Friday, September 13, 2013

Simulating DNA sequences with Γ rate heterogeneity among sites

I just added this to the (fairly maligned) function genSeq, for simulating DNA sequences by (inefficiently) wrapping the phytools function sim.history. Here's what the function looks like now:

genSeq<-function(tree,l=1000,Q=NULL,rate=1, format="DNAbin",...){
 if(is.null(Q)){
  Q<-matrix(1,4,4)
  rownames(Q)<-colnames(Q)<-c("a","c","g","t")
  diag(Q)<-0
  diag(Q)<--colSums(Q)
 }
 if(length(rate)!=l){
  if(length(rate)==1) rate<-rep(rate,l)
  else {
   cat("warning: length(rate) & l should match for      length(rate)>1\n")
   cat(" rate will be recycled.\n")
   rate<-rep(rate,ceiling(l/length(rate)))[1:l]
  }
 }
 cat("simulating sequences....\n")
 X<-sapply(rate,function(a,b,c)   sim.history(b,a*c)$states,b=tree,c=Q)
 if(format=="DNAbin") return(as.DNAbin(X))
 else if(format=="phyDat") return(as.phyDat(X))
 else if(format=="matrix") return(X)
}

One can easily see that the way rate heterogeneity is handled is by allowing the user to supply a site-specific vector of rates. Here's what this would look like if we wanted to simulate sequences under a continuous Γ rate heterogeneity model with a shape parameter, α = 0.25 and a mean rate of 1.0 substitution per site per unit of branch length:

> library(phytools)
> tree<-pbtree(n=26,tip.label=LETTERS,scale=0.1)
> gg<-rgamma(n=1000,shape=0.25,rate=0.25)
> X<-genSeq(tree,rate=gg)
simulating sequences....
> X
26 DNA sequences in binary format stored in a matrix.

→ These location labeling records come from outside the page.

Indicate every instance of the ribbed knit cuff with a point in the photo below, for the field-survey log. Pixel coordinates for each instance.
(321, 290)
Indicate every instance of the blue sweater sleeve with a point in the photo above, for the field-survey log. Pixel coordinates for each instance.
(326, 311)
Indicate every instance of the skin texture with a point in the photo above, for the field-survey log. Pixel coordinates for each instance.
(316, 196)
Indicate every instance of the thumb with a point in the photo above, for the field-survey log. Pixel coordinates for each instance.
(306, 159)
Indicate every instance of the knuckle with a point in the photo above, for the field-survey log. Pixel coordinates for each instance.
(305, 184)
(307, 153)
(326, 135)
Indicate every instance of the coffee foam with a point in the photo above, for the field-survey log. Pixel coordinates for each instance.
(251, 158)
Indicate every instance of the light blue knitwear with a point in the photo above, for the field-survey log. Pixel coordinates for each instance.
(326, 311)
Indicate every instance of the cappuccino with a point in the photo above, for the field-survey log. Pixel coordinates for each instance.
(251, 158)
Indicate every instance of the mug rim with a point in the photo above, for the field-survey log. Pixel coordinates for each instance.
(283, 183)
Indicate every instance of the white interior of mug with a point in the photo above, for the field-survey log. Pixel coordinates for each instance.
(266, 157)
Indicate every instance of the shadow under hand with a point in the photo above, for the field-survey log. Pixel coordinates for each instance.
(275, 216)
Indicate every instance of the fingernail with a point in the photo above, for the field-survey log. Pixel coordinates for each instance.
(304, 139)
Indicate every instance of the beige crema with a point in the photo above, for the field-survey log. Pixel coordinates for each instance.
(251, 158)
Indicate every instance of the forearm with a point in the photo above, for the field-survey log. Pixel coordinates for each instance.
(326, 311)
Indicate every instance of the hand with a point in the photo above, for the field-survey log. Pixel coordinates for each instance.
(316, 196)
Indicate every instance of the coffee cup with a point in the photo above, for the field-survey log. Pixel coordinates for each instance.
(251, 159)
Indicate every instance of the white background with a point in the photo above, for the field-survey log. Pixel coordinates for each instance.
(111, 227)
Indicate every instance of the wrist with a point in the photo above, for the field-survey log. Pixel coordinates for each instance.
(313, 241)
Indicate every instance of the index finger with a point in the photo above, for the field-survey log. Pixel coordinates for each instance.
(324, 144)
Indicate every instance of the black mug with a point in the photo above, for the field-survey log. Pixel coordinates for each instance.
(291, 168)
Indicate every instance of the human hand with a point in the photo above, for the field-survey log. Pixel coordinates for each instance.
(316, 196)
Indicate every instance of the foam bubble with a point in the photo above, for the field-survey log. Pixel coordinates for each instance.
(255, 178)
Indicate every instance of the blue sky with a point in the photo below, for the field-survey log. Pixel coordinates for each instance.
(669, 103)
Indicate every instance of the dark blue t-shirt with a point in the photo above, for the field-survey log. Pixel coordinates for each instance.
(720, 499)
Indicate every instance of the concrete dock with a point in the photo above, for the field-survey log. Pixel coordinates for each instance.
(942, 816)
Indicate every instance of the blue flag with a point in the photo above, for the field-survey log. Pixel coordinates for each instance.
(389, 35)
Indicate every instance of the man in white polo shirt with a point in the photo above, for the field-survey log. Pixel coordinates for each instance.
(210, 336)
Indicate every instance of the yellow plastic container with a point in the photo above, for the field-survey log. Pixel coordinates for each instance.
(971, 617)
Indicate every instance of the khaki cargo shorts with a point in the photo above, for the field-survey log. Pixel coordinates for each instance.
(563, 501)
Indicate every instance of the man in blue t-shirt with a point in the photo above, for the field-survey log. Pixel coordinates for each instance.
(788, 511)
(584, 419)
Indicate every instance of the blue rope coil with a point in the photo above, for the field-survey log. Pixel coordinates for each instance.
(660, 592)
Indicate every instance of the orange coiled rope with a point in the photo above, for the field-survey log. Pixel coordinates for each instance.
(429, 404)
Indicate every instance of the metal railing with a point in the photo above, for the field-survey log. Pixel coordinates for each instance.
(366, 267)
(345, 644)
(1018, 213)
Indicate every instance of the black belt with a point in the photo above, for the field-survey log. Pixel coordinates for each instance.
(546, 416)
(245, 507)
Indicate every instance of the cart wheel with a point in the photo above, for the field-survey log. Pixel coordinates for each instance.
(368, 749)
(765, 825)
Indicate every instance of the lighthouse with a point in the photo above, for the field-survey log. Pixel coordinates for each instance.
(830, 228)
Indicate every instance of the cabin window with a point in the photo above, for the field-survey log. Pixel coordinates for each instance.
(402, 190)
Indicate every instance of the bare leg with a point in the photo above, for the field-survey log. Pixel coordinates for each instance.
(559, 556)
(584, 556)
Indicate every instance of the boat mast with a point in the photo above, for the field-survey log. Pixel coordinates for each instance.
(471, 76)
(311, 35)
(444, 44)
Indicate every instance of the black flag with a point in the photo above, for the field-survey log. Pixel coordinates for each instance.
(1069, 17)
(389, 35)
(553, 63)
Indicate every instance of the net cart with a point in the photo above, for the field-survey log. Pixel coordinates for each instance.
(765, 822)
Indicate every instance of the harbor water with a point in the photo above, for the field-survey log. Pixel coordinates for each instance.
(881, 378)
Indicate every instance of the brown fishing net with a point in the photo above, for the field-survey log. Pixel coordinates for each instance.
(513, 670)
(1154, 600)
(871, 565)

All sequences of same length: 1000

Labels: A B C D E F ...

Base composition:
    a    c    g    t
0.264 0.245 0.242 0.249

We can do invariant sites the same way - although in this case it will break the function if we set any of the rates to zero, so we need to set them very slightly > 0:

> ii<-rep(1,1000)
> tol<-1e-12
> ii[sample(1:1000,100)]<-tol
> X<-genSeq(tree,rate=ii)
simulating sequences....
> X
26 DNA sequences in binary format stored in a matrix.

All sequences of same length: 1000

Labels: A B C D E F ...

Base composition:
    a    c    g    t
0.244 0.261 0.238 0.257

As Klaus pointed out, this method is very slow - so you probably have better options. But it's still a fun exercise to see how it works - and offers the interesting possibility that we could store and return all character histories along with the states for tips.